# Apply for PR Australia



## johnsunnydew (Sep 1, 2015)

I am Sunny John currently working in INDIA and wish to apply for migration to AUTRALIA, SYDNEY with VISA 189.
I would really appreciate if you could provide me some details as to what criteria do I need to possess for my skillset, before lodging an EOI.

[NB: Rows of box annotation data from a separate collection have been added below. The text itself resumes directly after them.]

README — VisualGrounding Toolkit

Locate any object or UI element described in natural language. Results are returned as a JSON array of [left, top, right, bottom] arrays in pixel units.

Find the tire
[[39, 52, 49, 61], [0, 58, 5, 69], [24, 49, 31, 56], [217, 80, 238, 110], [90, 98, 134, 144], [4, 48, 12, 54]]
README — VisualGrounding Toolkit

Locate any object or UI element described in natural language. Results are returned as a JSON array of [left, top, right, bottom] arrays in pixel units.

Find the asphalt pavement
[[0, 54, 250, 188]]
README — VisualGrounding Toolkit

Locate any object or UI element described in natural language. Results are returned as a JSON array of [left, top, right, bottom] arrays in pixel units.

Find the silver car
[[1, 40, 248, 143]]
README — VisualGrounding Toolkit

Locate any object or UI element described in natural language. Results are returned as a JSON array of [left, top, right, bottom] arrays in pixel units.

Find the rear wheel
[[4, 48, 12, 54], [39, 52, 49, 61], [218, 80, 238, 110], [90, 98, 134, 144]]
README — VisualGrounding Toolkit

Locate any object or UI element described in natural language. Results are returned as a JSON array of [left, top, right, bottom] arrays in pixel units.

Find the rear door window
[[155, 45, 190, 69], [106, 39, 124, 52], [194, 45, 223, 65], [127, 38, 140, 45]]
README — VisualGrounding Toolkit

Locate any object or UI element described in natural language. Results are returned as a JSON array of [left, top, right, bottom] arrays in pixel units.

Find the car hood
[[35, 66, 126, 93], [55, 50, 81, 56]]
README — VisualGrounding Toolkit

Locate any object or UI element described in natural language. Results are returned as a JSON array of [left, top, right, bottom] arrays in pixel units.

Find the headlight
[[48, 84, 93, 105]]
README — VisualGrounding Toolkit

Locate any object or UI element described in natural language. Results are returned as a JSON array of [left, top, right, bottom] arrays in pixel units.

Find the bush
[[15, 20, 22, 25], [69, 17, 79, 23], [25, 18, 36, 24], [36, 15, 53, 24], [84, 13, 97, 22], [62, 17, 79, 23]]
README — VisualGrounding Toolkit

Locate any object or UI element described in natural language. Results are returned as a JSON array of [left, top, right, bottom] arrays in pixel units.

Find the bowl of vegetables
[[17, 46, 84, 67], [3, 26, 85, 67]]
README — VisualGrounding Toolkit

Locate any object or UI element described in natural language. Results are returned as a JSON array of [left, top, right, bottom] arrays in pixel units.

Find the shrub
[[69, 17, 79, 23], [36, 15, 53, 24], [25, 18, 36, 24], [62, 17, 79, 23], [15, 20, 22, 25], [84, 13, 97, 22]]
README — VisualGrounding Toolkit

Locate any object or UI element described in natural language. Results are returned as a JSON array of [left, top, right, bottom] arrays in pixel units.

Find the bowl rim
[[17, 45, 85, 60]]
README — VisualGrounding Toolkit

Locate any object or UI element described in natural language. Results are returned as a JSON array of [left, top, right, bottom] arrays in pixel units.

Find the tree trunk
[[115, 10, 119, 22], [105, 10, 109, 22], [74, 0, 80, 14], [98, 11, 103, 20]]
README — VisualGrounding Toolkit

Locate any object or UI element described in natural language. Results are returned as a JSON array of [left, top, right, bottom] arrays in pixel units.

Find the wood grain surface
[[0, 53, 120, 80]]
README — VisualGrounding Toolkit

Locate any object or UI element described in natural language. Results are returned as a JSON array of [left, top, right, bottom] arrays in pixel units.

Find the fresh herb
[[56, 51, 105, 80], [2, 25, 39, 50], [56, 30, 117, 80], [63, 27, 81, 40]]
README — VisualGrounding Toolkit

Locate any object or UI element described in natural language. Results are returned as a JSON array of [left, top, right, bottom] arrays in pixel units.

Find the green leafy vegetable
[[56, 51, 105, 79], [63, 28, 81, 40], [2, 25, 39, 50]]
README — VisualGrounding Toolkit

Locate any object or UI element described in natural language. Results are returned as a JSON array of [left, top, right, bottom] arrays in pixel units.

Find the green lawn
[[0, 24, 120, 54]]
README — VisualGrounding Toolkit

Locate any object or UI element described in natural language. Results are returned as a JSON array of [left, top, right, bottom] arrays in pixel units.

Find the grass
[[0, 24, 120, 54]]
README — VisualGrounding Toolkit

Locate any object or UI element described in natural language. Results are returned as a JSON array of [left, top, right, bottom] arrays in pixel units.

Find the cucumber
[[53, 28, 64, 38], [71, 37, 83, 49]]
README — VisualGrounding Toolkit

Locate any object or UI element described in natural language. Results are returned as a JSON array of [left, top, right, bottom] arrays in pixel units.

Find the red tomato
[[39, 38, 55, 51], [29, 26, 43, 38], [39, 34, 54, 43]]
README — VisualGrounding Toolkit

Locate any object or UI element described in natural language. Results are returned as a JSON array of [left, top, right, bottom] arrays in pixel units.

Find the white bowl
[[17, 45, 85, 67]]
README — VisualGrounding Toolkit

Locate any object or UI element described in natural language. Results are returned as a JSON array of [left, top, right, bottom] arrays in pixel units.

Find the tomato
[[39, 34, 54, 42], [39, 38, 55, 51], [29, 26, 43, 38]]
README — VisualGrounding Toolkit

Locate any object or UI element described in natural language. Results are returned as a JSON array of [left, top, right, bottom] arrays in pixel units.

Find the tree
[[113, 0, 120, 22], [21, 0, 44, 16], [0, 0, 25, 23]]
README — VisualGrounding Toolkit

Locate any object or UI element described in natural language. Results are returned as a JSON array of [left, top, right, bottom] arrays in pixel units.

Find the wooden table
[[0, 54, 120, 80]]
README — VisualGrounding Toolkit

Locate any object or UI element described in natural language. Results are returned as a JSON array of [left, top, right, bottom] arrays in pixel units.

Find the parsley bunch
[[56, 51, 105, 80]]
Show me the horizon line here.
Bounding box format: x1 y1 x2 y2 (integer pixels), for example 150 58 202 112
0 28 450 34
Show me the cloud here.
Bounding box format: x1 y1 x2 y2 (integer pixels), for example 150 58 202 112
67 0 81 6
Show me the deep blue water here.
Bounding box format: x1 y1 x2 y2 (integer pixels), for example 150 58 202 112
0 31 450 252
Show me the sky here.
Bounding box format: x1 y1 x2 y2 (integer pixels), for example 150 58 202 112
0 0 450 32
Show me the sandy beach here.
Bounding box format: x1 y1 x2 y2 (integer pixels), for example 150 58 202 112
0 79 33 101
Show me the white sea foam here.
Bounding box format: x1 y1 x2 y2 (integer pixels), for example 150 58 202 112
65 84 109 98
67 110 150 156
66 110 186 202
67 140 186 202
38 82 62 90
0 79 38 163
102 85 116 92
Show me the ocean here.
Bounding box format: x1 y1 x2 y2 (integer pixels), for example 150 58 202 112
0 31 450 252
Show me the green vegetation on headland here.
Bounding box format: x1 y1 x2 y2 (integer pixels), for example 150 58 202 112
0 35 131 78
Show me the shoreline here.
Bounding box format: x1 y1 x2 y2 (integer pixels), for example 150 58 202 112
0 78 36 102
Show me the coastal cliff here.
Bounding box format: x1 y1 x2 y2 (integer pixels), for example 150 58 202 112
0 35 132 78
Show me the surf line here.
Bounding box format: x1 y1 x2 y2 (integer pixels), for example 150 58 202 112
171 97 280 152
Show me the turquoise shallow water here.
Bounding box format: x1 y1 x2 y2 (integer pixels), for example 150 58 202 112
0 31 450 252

My details are as follows.

Name : Sunny.D.John
Age: 30yrs
Skillset: Software Engineer with 5.8yrs of Experience in IT.
Education: MCA(Master of Computer Application).


Questions are as follows:

Currently with the points that I qualify, I see that I possess 55 points. Short of 5 points to get hold of the 60 mark. I have registered for the IELTS this month on the 26th Sept 2015.
Do I need to achieve the band 7 score in all the modules to get the 10 points so that I cross over the 60 mark?
Can I proceed with lodging EOI before my IELTS test?
If not on Visa Subclass 189,what are the other options through which I can apply for? I have my own brother who is a PR and a citizenship holder in Australia, SYDNEY. With this will I be able to get any point?


----------



## vamsii (Sep 27, 2015)

You need to have valid IELTS before applying EOI


----------



## dpkmax (Mar 17, 2015)

Mate you need 7 in IELTS in each band to get 10 points. EOI to be submitted only once you confirm you have 60 points minimum. If you get IELTS 8 that is in each band you get 20 points or you take State Sponsorship for 5 points. 
Here's the good news FORGET IELTS don't waste money Give PTE and try to gain min 79 points you will get 20 points which will give u a good score IELTS is useless All the best


----------



## rightmove (Nov 24, 2015)

I also want to know the details for the same. if you know the best ways then guide us.


----------



## Ajeet (Nov 24, 2015)

rightmove said:


> I also want to know the details for the same. if you know the best ways then guide us.


What exactly do you want to know, mate?


----------